Sortie : septembre 2012
Label : Home Normal
Genre : Drone, Ambient
Note : 8,5/10
Faire l'éloge du label Home Normal et de son propriétaire Ian Hawgood, est cette année presque devenu un réflexe. Pas seulement parce que je serais bien tenté de n'écouter que ce qu'y sort de ses portes lointaines. Mais surtout parce que chaque release est résolument différente, bien que très souvent marquée de cette même empreinte contemplative propice à l'abandon sans boussole. Vous ne serez donc pas étonnés de retrouver très bientôt et ailleurs, une chronique tout aussi élogieuse du nouvel album du canadien Nicolas Bernier. Pour ce qui est de l'esthète du jour, disons simplement que Tobias Hellkvist a juste sorti en 2010 une des plus remarquables réalisations du label, avec son acclamé et lumineusement organique Evolutions (encore achetable pour quelques temps chez Norman Records, pour la somme symbolique de 1,5 euros...). Inutile donc de préciser que Everything Is Connected est attendu comme un album majeur. Ce qu'il est, sans la moindre contestation possible.

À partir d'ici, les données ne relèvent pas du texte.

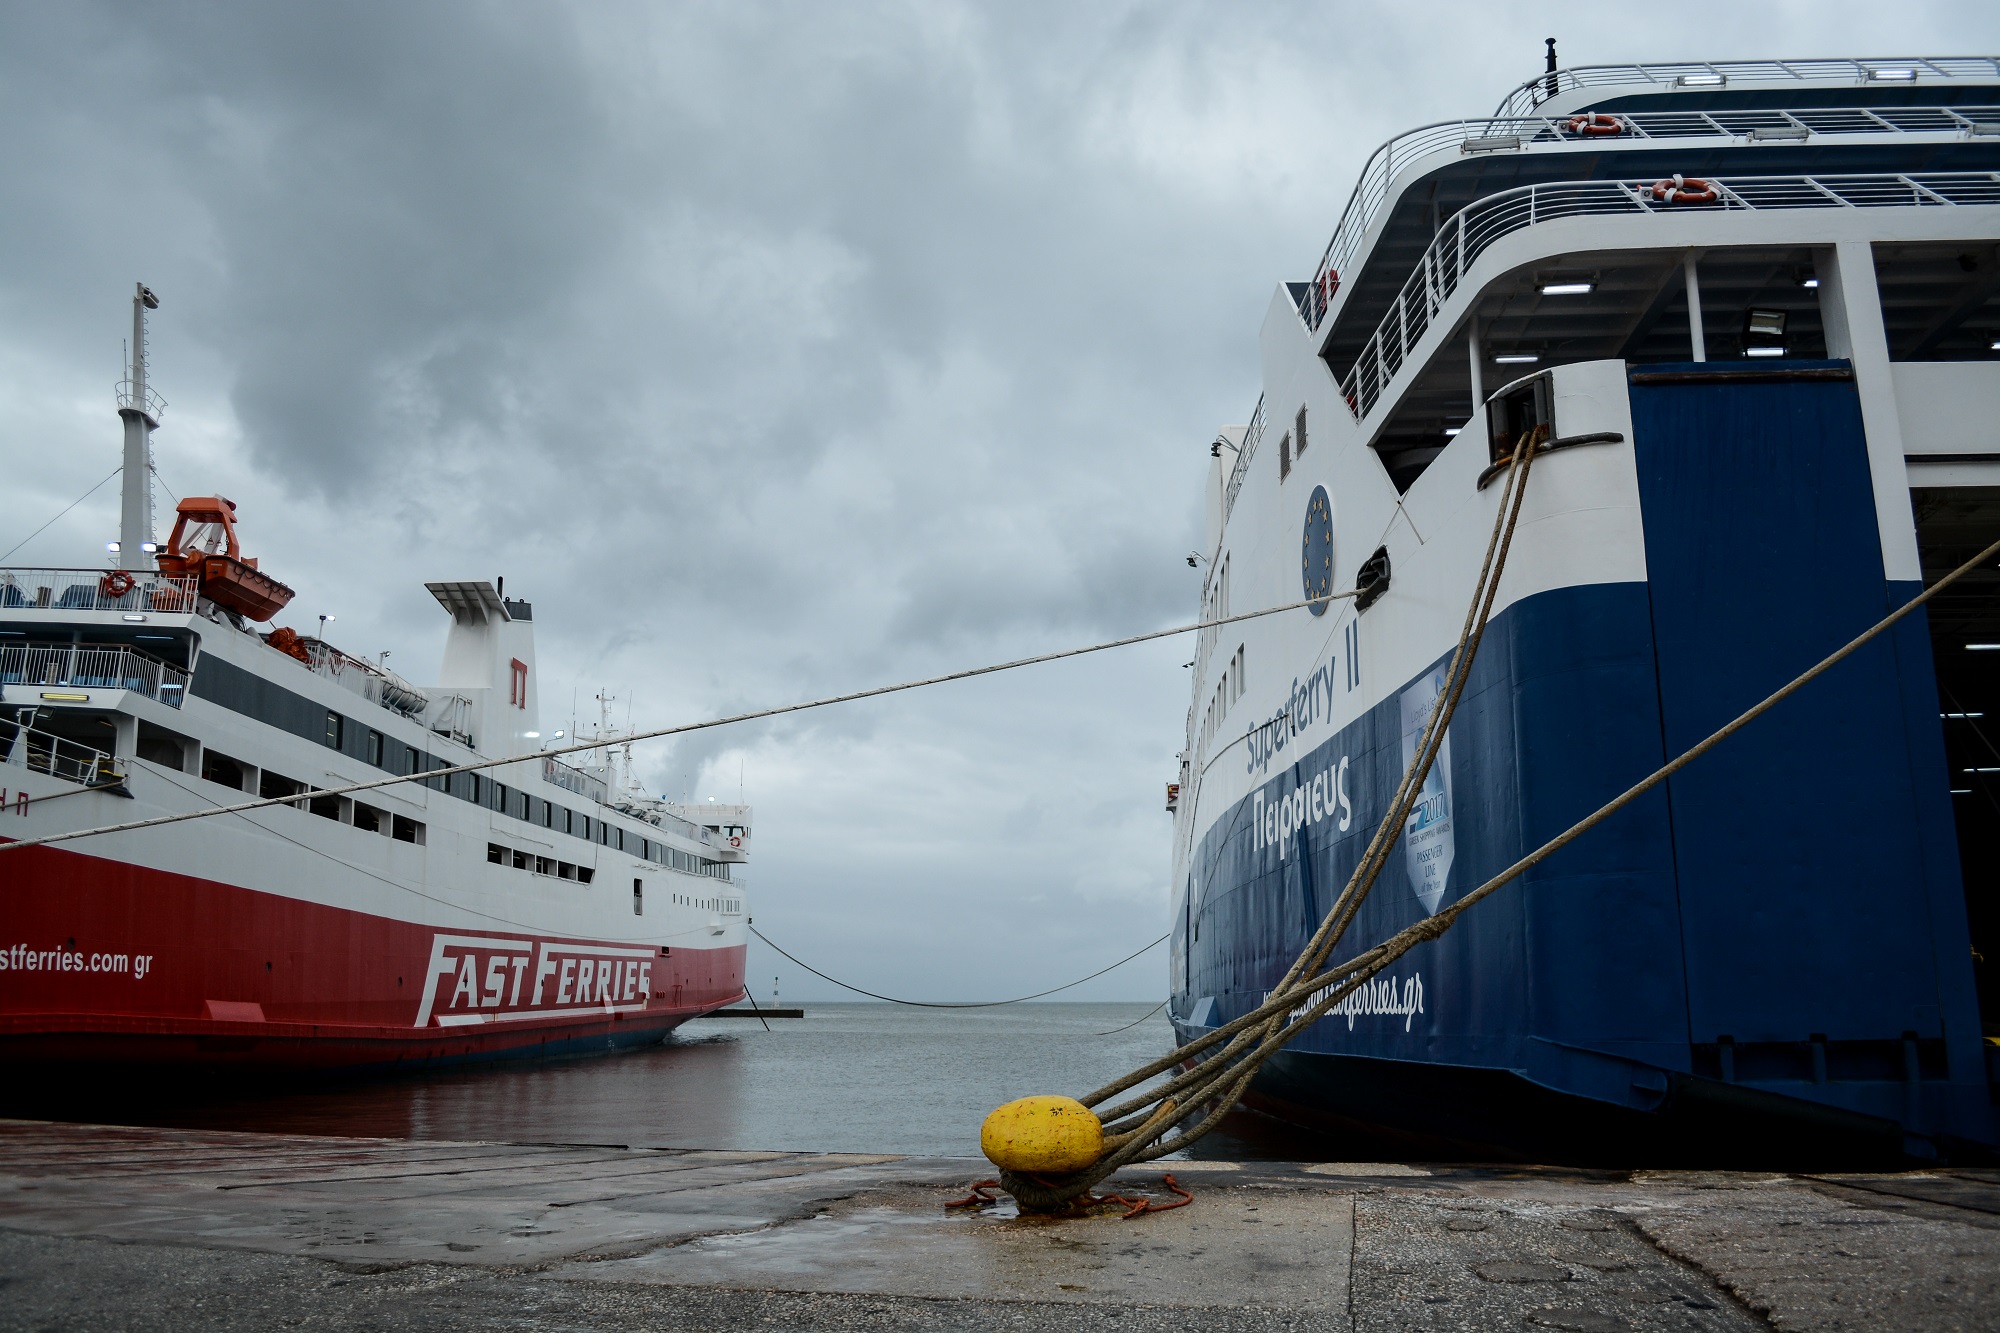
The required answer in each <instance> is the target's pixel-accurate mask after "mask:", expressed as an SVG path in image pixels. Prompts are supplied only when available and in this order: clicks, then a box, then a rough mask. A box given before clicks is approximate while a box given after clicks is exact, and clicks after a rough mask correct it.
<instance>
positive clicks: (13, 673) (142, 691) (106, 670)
mask: <svg viewBox="0 0 2000 1333" xmlns="http://www.w3.org/2000/svg"><path fill="white" fill-rule="evenodd" d="M0 685H26V687H36V685H52V687H66V689H72V691H74V689H88V691H132V693H136V695H144V697H146V699H156V701H160V703H164V705H166V707H170V709H178V707H180V703H182V701H184V699H186V697H188V673H186V671H182V669H180V667H174V664H170V662H162V660H158V658H154V656H146V654H144V652H140V650H136V648H122V646H90V644H80V642H12V644H0Z"/></svg>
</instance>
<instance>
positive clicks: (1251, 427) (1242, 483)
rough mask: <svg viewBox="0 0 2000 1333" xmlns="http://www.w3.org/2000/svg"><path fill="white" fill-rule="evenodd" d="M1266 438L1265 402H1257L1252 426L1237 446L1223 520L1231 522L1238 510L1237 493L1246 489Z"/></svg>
mask: <svg viewBox="0 0 2000 1333" xmlns="http://www.w3.org/2000/svg"><path fill="white" fill-rule="evenodd" d="M1262 438H1264V400H1262V398H1258V400H1256V410H1254V412H1250V424H1248V426H1246V428H1244V442H1242V444H1238V446H1236V466H1232V468H1230V484H1228V488H1226V490H1224V492H1222V520H1224V522H1228V520H1230V510H1232V508H1236V492H1238V490H1242V488H1244V476H1246V474H1248V472H1250V458H1252V454H1256V446H1258V440H1262Z"/></svg>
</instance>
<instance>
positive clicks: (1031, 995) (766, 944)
mask: <svg viewBox="0 0 2000 1333" xmlns="http://www.w3.org/2000/svg"><path fill="white" fill-rule="evenodd" d="M750 933H752V935H756V937H758V939H760V941H764V943H766V945H770V947H772V949H778V953H782V955H784V957H786V959H792V963H798V965H800V967H804V969H806V971H808V973H812V975H814V977H818V979H820V981H832V983H834V985H836V987H840V989H842V991H854V993H856V995H866V997H868V999H878V1001H888V1003H890V1005H906V1007H910V1009H998V1007H1002V1005H1024V1003H1028V1001H1032V999H1042V997H1044V995H1054V993H1056V991H1070V989H1074V987H1080V985H1084V983H1086V981H1096V979H1098V977H1102V975H1104V973H1110V971H1116V969H1120V967H1124V965H1126V963H1130V961H1132V959H1136V957H1138V955H1142V953H1148V951H1152V949H1158V947H1160V945H1164V943H1166V941H1168V937H1170V935H1172V931H1168V935H1162V937H1160V939H1156V941H1152V943H1150V945H1146V947H1144V949H1136V951H1132V953H1128V955H1126V957H1122V959H1118V961H1116V963H1112V965H1110V967H1100V969H1098V971H1094V973H1090V975H1088V977H1078V979H1076V981H1064V983H1062V985H1060V987H1050V989H1048V991H1036V993H1034V995H1016V997H1014V999H1010V1001H970V1003H958V1005H952V1003H942V1001H906V999H896V997H894V995H876V993H874V991H864V989H860V987H856V985H848V983H846V981H840V979H838V977H828V975H826V973H822V971H820V969H816V967H814V965H812V963H804V961H800V959H798V957H794V955H790V953H784V949H780V947H778V945H776V943H772V939H770V935H764V933H762V931H758V929H756V927H750ZM1160 1005H1162V1007H1164V1005H1166V1001H1160ZM1156 1009H1158V1007H1156ZM1150 1017H1152V1015H1150V1013H1148V1015H1146V1019H1150ZM1146 1019H1140V1023H1144V1021H1146ZM1126 1027H1138V1025H1136V1023H1128V1025H1126ZM1116 1031H1124V1029H1116ZM1096 1035H1098V1037H1108V1035H1110V1033H1096Z"/></svg>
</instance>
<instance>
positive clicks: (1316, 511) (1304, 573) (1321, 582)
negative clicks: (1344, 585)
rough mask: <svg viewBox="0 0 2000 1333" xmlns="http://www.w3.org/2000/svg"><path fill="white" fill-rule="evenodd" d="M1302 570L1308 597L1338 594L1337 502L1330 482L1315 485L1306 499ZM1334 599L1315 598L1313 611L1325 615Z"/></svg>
mask: <svg viewBox="0 0 2000 1333" xmlns="http://www.w3.org/2000/svg"><path fill="white" fill-rule="evenodd" d="M1298 572H1300V578H1302V580H1304V584H1306V598H1308V600H1312V598H1324V596H1332V594H1334V504H1332V500H1328V498H1326V486H1314V488H1312V498H1310V500H1306V540H1304V542H1302V550H1300V556H1298ZM1328 604H1330V602H1324V600H1314V604H1312V606H1310V610H1312V614H1316V616H1324V614H1326V608H1328Z"/></svg>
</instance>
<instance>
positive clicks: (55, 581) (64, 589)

On ne mesure jamais assez le travail en amont que nécessite un album pareil. Pour ce qui est de la composition pure bien sûr, mais aussi en matière de post-production. Probablement parce que cette musique si difficile à si bien faire est une référence en matière d'objet d'écoute domestique. Parce que de ces collages de drones de cordes, mêlés à des textures nobles issues du laptop, naît un ensemble sensible et fragile qui ne doit en aucun cas être intellectualisé avec excès.
Qui n'a jamais rêvé de remonter le fil du temps pour toiser sa propre vie avec un oeil nouveau, scrutateur mais jamais critique. Qui ne souhaite pas revenir au fil d'origine qui engendra les noeuds, tout en acceptant que ce qui a vécu était voué par définition à mourir. La nostalgie n'est-elle pas la version romantique et pleine de recul du spleen ? Le suédois semble porter un oeil réaliste mais plein d'affection sur le temps qui passe. Semant de nouvelles graines prometteuses sur des bribes de dépression saisonnière, pour célébrer l'oraison funèbre de l'automne en attendant l'hiver.
Cette musique définitivement picturale semble avoir un effet même sur la vision. Les yeux littéralement écarquillés, l'auditeur se laisse happer par les accélérations et les ralentis du défilé. Il y a même à plusieurs moments cette impression singulière, que les titres sont joués et écoutables à l'envers. De quoi renouer avec l'idée éventuelle autour de la faille temporelle. Mais tout ceci n'est qu'amas de suppositions, plutôt malvenu quand on a parlé plus haut de bannir l'intellectualisation.
Tobias Hellkvist est un alchimiste de la texture et du sentiment, transformant les masses nébuleuses du Fjälbacka d'ouverture en un concentré translucide et régénérant. Il amplifie chaque détail diaphane d'un spectre mystérieux, manipulant les volumes pour mieux remplir nos poumons de cette ère solaire. Jusqu'à ce que exsangue mais obsédant, un beat ne vienne tout modifier sur l'exceptionnel Christmas Rat. Quelle (agréable) surprise de retrouver un schéma 4/4 sur pareils trajets. Que dans pareille ossature où tout est si bien connecté, émerge un substrat de souffle retrouvé.
Album qui enchantera les amateurs de drone contemplatif, Everything is Connected s'élève comme un feu de paille dans les coeurs des âmes profanes, pour qu'à l'orée de chaque bataille son encre de chine frappe aux organes.